Study participants were required to complete all necessary baseline surveys and informed consent in English. Consented participants were asked to provide demographic, social and medical history cofactors including, but not limited to: age, gender, race, ethnicity, asthma, nasal polyposis, known allergies (reported by patient history or confirmed skin prick or radioallergosorbent testing), acetylsalicylic acid (ASA) intolerance, depression, current tobacco use, history of prior sinus surgery, recurrent acute sinusitis, and ciliary dysfunction / cystic fibrosis.

Outcome Measurements

All study participants were asked to complete 22-item Sinonasal Outcome Test (SNOT-22) at baseline and at follow-up.13,14 The SNOT-22 is a validated, 22-item treatment outcome measure applicable to chronic sinonasal conditions (©2006, Washington University, St. Louis, MO, USA). Higher scores on the SNOT-22 survey items suggest worse patient functioning or symptom severity (total score range: 0–110). Scoring is conducted via Likert scale responses whereas 0=“No problem”, 1=“Very mild problem”, 2=“Mild or slight problem”, 3=“Moderate problem”, 4=“Severe problem”, and 5=“Problem as bad as it can be”. Participants were asked to complete the SNOT-22 survey at both baseline appointments and at least 6-months after continued medical therapy or ESS procedures when possible, with the assistance of a trained research coordinator at each site. Patients were lost to follow-up if they did not complete any survey evaluations within 18 months after enrollment. Physicians at each site were blinded to all patient-based survey responses for the study duration.

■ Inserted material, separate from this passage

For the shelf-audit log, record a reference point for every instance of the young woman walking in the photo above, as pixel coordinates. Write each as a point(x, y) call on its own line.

Individual domain scores of the SNOT-22 were operationalized following guidelines that have been previously described.5 The 22-items of the SNOT-22 survey were re-categorized and summarized into five distinct domains including: Rhinologic symptoms, Extra-nasal rhinologic symptoms, Ear / facial symptoms, Psychological dysfunction, and Sleep dysfunction (Table 1).

Table 1.

Categorized survey items for separate domains of the SNOT-22 instrument

SNOT-22 Domains: Survey Items: Score Range:
Rhinologic Symptoms #1, #2, #3, #6, #21, #22 0–30
Extra-Nasal Rhinologic Symptoms #4, #5, #6 0–15
Ear/Facial Symptoms #2, #7, #8, #9, #10 0–25
Psychological Dysfunction #14, #15, #16, #17, #18, #19, #20 0–35
Sleep Dysfunction #11, #12, #13, #14, #15 0–25

SNOT-22, 22-item Sinonasal Outcome Test

Data Management and Statistical Analysis

De-identified SNOT-22 surveys were collected and transferred from each enrollment site to a central coordinating site (OHSU) using standardized clinical research forms. All study data was entered into a relational database (Microsoft Access, Microsoft Corp., Redmond, WA, USA) and downloaded into a commercially available statistical software program (SPSS v.22, IBM Corp., Armonk, NY, USA).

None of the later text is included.